The new tests show hair samples from Goodrum's head and private region do not match samples taken from the crime scene. The tests also show hairs taken from a trash can at Goodrum's apartment do not belong to the victim.
Judge Castlen said that while the test results don't help the prosecution, they do not constitute a change in the evidence.
"It doesn't change anything. We would have been happy to have a match, but the fact that we didn't get a match doesn't change anything," said Autry's aunt, Virginia White. "There's four people that's saying that this boy said he did it. And one of them's saying he was there when he did it."
"It doesn't make me angry; it makes me wonder, why would you go through the expense of continuing testing, when you've done excluded him?" said Goodrum's mom, Donna Dugas. "I think the judge was fair; I think the justice system is working. I think the tests they're doing now are coming back exactly like we've said from day one. I thought that they would come back just like Lucas has said from day one; that he's innocent; he was not there."

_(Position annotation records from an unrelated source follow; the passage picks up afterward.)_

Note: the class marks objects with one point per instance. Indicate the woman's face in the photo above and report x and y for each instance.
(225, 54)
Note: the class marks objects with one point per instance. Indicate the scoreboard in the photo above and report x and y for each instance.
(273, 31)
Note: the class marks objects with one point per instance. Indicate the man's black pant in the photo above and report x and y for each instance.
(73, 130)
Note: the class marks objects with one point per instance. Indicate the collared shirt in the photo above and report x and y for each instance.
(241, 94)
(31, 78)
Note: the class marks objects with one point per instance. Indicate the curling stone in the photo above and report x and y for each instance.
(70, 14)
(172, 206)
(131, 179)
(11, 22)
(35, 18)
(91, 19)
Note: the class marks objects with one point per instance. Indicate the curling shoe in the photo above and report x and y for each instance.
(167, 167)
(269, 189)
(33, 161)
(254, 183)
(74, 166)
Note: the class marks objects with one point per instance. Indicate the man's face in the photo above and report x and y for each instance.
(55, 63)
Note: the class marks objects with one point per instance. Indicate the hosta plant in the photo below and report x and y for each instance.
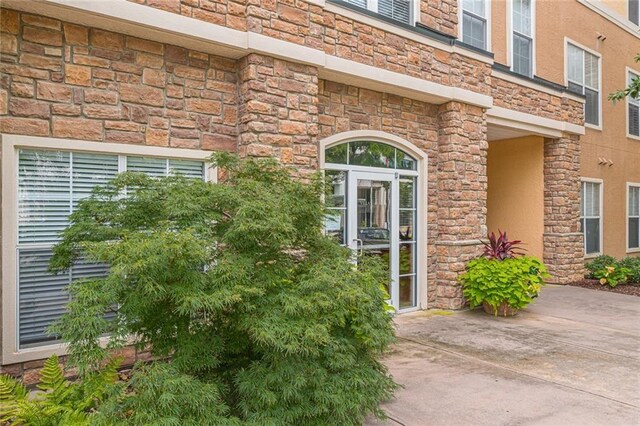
(501, 247)
(633, 265)
(59, 402)
(612, 275)
(262, 316)
(599, 263)
(513, 281)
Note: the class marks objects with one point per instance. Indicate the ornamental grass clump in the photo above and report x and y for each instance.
(257, 317)
(503, 280)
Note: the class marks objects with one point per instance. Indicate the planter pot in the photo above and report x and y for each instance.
(504, 310)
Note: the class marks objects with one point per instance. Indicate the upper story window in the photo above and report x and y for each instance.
(633, 217)
(522, 37)
(475, 23)
(591, 216)
(633, 107)
(583, 77)
(634, 11)
(399, 10)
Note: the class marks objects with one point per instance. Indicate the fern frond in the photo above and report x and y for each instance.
(12, 393)
(51, 376)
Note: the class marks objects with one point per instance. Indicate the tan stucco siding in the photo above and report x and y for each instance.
(515, 197)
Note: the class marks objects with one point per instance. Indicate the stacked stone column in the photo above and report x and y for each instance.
(278, 111)
(462, 197)
(563, 241)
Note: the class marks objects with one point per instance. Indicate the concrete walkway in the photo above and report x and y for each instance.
(571, 358)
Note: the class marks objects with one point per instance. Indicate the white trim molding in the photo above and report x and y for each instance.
(487, 18)
(166, 27)
(10, 144)
(422, 181)
(612, 16)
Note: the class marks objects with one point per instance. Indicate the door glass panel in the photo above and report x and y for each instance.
(406, 193)
(335, 200)
(407, 225)
(407, 291)
(406, 259)
(374, 219)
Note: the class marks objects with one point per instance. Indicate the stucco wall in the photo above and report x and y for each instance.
(515, 197)
(554, 21)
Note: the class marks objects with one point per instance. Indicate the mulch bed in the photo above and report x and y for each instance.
(631, 289)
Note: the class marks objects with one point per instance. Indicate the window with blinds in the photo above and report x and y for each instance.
(50, 186)
(522, 37)
(633, 106)
(398, 10)
(474, 23)
(583, 77)
(633, 219)
(590, 218)
(634, 11)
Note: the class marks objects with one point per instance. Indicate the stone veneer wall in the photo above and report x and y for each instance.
(310, 25)
(69, 81)
(517, 97)
(461, 196)
(64, 80)
(441, 15)
(562, 239)
(278, 111)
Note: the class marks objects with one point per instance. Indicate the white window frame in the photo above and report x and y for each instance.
(628, 100)
(487, 11)
(568, 41)
(600, 217)
(629, 13)
(11, 353)
(414, 10)
(510, 38)
(627, 216)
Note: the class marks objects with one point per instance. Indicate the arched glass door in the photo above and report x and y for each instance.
(373, 205)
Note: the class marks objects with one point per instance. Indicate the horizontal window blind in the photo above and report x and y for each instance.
(583, 77)
(50, 186)
(634, 217)
(633, 108)
(400, 10)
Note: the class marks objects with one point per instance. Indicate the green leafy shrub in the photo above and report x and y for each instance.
(60, 401)
(265, 319)
(516, 281)
(633, 266)
(598, 264)
(612, 275)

Castlen did rule in favor of the defense's motion to seek the background records of Richard Mealer, one of three inmates who claim Goodrum confessed to the crime while behind bars. Defense attorneys claim prior court filings indicate Mealer may have a history of distorting the truth and are looking for hard evidence to support that theory.
Castlen will allow the defense to search for Mealer's records with the Social Security Administration, Lifeskills Inc., and Potter Home for Boys. But because of new federal regulations limiting access to such records, no one is sure whether the defense will find the records it is seeking.